"The analysis of the bounded rationality of agents involved in
policy-making has recently enriched the literature on behavioral economics
(see review in Section 2 below). Indeed, it would be an inconsistency to assume
that agents behave with bounded rationality in a market context,
but that they are perfectly rational when they intervene in the design and
choice of collective solutions.
In this article, I apply this basic insight to a well-known problem in
the literature on regulation: the time inconsistency of regulation in the face
of sunk investments, and the associated potential solution of delegating into
an independent regulator. This problem has been analyzed theoretically and empirically,
and is recognized to shed light on public intervention in infrastructure
industries such as transport, energy or telecommunications. In their classic book on regulatory reform in
the UK, Armstrong et al. (1994) argued that the task of regulators in these
industries would be easy except for the presence of asymmetric information,
potential regulatory capture and commitment problems.
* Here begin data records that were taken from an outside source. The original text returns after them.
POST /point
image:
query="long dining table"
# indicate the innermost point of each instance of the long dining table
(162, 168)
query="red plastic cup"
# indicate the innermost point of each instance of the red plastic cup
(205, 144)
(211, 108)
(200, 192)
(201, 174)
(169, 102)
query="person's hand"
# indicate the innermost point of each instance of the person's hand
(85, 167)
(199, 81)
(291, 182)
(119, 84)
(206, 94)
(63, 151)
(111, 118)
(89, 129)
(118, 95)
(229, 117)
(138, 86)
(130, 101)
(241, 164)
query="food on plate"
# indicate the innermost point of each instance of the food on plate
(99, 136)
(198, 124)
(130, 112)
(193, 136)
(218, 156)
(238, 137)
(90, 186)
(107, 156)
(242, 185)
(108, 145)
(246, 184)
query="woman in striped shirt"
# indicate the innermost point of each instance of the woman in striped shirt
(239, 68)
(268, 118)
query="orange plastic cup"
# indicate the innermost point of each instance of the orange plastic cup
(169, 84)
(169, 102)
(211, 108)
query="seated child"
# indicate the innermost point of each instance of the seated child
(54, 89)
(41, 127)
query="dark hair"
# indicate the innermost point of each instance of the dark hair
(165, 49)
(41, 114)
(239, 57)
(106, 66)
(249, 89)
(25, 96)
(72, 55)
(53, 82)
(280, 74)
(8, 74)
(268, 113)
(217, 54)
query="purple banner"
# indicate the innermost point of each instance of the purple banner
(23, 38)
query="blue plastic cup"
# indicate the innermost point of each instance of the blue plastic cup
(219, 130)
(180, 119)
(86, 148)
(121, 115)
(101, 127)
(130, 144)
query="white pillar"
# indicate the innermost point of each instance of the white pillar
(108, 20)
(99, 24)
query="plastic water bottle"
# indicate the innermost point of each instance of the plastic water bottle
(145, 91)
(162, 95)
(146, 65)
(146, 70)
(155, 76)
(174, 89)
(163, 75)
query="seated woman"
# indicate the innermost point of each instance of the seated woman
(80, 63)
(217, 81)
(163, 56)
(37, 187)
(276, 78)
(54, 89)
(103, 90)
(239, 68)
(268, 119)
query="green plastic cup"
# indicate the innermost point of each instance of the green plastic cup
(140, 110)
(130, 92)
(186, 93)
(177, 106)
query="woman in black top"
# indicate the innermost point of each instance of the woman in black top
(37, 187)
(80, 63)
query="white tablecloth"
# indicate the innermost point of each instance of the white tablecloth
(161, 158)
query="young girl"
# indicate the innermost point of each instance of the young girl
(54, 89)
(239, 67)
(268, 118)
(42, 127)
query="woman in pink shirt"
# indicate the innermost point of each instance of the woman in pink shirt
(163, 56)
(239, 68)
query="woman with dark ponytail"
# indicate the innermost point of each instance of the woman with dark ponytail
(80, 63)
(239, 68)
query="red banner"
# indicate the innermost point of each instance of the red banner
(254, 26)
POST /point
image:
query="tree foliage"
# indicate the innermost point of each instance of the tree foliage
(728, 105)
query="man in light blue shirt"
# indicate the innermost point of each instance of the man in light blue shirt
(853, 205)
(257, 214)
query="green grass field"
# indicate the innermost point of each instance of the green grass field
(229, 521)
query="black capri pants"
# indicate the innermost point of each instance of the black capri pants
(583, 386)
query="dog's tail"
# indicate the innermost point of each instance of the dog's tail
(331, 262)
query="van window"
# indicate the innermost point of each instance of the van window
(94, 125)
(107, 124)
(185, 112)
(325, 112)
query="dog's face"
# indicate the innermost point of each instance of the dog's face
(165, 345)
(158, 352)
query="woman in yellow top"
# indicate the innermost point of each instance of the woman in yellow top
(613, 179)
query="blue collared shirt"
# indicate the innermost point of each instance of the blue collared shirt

The recent literature
suggests a fourth source of difficulty (which is complementary of the others):
the behavioural biases of regulators.
There is a parallelism in the evolution from welfare economics to
political economy and the evolution from behavioral economics to behavioral
political economy. Traditional welfare economics was criticized by the Public
Choice School because of the asymmetry between assuming self-interested market
agents and benevolent policy-makers. However, this school broadly interpreted
this asymmetry as providing a rationale for reducing to the minimum public
intervention (Stern, 2010). A more agnostic synthesis was provided by the more
general concept of political economy, where all agents have similar motivations
but there is no bias in favour or against public intervention: quite generally,
the assumption of self-interested agents changes, but does not necessarily
eliminate, public intervention. It is precisely from political economy models
that the suggestion to alleviate time inconsistency in policy with delegation
emerged. In an analogous asymmetry, early analysis of public policy using
behavioral insights assumed that bounded rationality only affected agents
operating in market contexts, but not perfectly rational policy makers who
could supposedly nudge the former into behaving in ways that were good for
their long run selves (see among others Sunstein, 2006, Thaler and Sunstein,
2008, Thaler, 2015, and their critics such as Kahan et al., 2006). Some of the critics
have been right in highlighting this asymmetry, but getting close to the risk
of arguing that assuming boundedly rational policy-makers would justify
removing public intervention in many contexts. Again, a more agnostic
behavioral political economy would assume similar at least potential degrees of
bounded rationality in all agents, which would most probably modify public
intervention, without necessarily eliminating it (in some cases it might, in
others it might increase the need for some collective intervention; in many
cases, I conjecture that it would modify the intervention)."